I’ve been trying out the latest version of TheBrain 7.0, a software program that helps you manage everything in one place from one screen. TheBrain provides a visual representation of all of your activities, much like a mind map, making it much easier to visualize all of your projects, yet allowing you to focus in on any one of them, much in the way we think. Compared to a mind map, TheBrain has more flexibility for viewing and managing activities, and overall is much more powerful. I’ve used TheBrain to manage clients, organize files, track projects and create to-do lists.
One of the major benefits of TheBrain is that you can combine all sorts of disparate activities, as unrelated as they may be, onto one page, yet focus in on one specific area at one time. You feel in control of all of your activities because they are all there on a single page.
For example, let's suppose you want to keep track of the activities associated with your clients, as well as personal activities and planning an event.
You’ll create three items — Clients, Personal and Event, called thoughts, using TheBrain’s parlance — below the main title, such as "PhilsActivities." When you click on Clients, it becomes the dominant main thought, just as it would be in real life. Personal and Event fade into the background, allowing you to move them out of your mind and to focus on just Clients.
You next add all of your clients’ names below the Client thought with just a few keystrokes. These “daughter” thoughts are each connected to “Client” with a line to show the relationship.
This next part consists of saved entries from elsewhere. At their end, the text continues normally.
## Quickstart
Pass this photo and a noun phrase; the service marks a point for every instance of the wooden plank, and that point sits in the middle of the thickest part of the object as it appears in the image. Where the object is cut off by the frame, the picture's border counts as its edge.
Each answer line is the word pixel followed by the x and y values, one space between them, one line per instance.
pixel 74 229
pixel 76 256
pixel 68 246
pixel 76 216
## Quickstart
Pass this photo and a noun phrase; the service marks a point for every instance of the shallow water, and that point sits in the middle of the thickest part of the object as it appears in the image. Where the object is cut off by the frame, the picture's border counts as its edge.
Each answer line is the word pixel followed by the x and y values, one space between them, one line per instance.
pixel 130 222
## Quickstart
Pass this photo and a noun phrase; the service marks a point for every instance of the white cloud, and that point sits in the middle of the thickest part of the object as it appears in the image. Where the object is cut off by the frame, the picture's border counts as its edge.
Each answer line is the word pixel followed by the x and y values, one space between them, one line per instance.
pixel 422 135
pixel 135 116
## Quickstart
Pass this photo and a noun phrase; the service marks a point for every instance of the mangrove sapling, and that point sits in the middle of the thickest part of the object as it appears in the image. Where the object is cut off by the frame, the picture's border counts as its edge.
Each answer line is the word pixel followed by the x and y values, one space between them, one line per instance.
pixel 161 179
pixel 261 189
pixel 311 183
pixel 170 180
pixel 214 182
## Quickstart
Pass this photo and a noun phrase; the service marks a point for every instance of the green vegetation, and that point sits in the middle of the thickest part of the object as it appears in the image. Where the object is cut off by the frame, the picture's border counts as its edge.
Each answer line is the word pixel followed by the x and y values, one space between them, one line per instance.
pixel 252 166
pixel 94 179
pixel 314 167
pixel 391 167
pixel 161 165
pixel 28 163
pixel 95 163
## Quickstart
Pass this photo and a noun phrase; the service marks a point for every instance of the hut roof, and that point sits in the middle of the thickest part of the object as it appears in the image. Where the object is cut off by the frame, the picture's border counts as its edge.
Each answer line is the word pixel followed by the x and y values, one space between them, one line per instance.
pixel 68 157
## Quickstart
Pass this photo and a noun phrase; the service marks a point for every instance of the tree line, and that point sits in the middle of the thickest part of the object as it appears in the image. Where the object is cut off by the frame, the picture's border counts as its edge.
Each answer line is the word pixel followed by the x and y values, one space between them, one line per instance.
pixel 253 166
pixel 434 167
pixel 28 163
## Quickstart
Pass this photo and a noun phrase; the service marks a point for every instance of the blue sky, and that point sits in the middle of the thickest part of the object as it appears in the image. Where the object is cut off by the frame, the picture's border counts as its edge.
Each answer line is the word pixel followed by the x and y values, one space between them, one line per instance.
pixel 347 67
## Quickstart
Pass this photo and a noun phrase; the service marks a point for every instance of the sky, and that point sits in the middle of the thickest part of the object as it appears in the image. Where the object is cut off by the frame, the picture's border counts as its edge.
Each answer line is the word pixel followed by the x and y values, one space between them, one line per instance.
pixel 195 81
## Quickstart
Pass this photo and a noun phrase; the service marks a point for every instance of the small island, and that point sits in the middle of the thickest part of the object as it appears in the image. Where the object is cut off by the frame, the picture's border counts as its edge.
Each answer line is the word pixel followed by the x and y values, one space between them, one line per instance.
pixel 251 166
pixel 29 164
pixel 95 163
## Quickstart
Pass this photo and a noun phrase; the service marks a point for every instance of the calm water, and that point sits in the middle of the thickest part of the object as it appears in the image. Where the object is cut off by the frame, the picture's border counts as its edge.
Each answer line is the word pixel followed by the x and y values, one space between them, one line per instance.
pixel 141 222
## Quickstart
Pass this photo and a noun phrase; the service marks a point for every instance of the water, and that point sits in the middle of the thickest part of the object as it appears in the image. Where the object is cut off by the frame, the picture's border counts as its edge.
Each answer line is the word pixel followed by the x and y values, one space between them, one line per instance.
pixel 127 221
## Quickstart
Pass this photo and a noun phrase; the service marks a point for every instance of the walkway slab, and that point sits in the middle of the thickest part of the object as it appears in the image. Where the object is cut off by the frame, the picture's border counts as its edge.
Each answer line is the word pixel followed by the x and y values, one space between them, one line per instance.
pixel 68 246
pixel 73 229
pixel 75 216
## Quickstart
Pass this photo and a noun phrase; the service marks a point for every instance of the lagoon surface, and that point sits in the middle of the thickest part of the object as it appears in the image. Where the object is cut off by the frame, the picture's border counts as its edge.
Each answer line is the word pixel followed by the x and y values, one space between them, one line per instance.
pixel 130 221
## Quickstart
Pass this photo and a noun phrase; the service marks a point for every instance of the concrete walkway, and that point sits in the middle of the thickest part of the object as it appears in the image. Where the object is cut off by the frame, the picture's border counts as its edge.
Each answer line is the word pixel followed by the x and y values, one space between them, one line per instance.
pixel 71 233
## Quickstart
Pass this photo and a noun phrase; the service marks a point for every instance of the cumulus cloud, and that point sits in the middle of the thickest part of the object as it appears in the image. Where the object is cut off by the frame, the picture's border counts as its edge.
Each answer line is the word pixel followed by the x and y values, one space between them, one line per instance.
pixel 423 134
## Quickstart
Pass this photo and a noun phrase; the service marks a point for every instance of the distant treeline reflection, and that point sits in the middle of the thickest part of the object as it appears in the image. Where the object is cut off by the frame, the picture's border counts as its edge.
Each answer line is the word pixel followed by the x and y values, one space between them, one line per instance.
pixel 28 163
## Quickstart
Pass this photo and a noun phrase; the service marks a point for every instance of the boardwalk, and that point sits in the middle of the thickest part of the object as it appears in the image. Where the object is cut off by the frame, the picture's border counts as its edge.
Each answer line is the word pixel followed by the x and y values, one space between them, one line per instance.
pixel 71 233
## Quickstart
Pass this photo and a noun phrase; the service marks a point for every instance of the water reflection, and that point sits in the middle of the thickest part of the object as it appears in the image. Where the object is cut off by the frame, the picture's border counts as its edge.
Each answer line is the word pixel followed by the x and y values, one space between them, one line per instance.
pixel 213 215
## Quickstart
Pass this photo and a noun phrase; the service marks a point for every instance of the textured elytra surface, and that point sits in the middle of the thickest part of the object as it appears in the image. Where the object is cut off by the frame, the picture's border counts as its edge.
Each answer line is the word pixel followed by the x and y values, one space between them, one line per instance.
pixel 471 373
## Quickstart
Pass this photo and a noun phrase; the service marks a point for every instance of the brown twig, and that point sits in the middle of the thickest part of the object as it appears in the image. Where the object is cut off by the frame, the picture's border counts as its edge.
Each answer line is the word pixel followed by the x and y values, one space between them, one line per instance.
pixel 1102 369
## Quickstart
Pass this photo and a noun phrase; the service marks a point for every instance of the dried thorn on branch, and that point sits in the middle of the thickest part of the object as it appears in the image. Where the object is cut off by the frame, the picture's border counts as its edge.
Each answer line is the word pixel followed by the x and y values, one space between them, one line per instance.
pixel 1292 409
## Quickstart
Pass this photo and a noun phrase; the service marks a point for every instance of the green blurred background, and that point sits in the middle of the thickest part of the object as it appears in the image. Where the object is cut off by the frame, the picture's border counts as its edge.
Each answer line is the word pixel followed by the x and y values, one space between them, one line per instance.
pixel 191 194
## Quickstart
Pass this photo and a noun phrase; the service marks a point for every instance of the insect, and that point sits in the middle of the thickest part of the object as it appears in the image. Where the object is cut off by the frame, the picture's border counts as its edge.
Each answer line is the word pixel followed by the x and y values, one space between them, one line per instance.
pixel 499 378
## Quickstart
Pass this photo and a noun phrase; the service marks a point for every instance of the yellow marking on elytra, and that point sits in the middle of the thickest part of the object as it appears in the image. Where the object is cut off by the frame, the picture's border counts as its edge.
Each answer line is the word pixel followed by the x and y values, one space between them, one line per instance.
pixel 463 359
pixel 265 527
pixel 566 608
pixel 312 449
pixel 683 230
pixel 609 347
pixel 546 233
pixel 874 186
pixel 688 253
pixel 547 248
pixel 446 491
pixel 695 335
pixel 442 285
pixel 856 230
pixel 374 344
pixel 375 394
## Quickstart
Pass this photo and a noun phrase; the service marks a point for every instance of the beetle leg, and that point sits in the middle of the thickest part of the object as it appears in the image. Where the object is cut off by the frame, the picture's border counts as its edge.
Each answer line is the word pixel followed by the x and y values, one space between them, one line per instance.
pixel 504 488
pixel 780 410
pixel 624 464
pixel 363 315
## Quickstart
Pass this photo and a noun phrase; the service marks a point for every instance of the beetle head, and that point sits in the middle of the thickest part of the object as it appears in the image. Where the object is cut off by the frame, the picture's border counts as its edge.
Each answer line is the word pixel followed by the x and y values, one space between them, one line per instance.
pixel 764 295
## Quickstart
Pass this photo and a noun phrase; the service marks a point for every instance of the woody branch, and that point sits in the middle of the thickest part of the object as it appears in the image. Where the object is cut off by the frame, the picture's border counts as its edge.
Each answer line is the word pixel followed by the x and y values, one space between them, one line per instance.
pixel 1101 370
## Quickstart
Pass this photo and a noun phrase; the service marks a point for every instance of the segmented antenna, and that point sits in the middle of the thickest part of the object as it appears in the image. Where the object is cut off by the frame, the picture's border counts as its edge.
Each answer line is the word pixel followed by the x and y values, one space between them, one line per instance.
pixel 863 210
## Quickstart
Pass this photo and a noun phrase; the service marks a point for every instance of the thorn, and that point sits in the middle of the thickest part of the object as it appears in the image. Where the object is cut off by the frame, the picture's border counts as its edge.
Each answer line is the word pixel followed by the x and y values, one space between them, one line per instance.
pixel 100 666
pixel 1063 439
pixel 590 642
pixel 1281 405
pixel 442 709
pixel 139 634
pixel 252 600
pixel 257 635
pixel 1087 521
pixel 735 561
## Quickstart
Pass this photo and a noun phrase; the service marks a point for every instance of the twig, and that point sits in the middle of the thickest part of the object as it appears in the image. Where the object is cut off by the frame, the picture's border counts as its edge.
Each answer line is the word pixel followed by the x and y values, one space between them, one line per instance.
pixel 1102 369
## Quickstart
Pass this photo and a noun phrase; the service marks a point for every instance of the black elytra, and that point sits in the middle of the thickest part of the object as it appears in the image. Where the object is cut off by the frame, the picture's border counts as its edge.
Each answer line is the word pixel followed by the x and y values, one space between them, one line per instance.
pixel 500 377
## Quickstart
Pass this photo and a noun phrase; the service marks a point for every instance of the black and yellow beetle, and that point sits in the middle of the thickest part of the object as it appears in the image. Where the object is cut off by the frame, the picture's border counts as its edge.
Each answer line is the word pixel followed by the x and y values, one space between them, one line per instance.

If you have 10 clients, their names will each be below the Clients thought.
You can now add items below each client, such as contact information, activities, follow-ups, etc. You can also link additional information to any of these thoughts, such as Web addresses, spreadsheets, email or documents of any kind. This feature allows you to click on a client to see a list of important documents, rather than searching for them in your file folders.
When you’re working on a single client, that becomes the dominant thought, and everything else on the page fades to the background. You can choose to make everything disappear or just shrink.
I use this feature to “park” an item of importance in the right place so that I can easily find it and use it later on, in the context of everything around it.
David Allen, author of “Getting Things Done,” a terrific book on personal productivity, refers this activity as clearing your mind and getting it out of your head: “First of all, if it’s on your mind, your mind isn’t clear. Anything you consider unfinished in any way must be captured in a trusted system outside your mind, or what I call a collection bucket, that you know you’ll come regularly back and sort through.” Allen’s central premise is the relief we experience by moving our tasks outside of our mind to be able to focus on what’s at hand.
TheBrain is in use by half of the Fortune 100 organizations and has been downloaded more than a million times, according to the company. It said that one user has built a brain with more than 160,000 thoughts.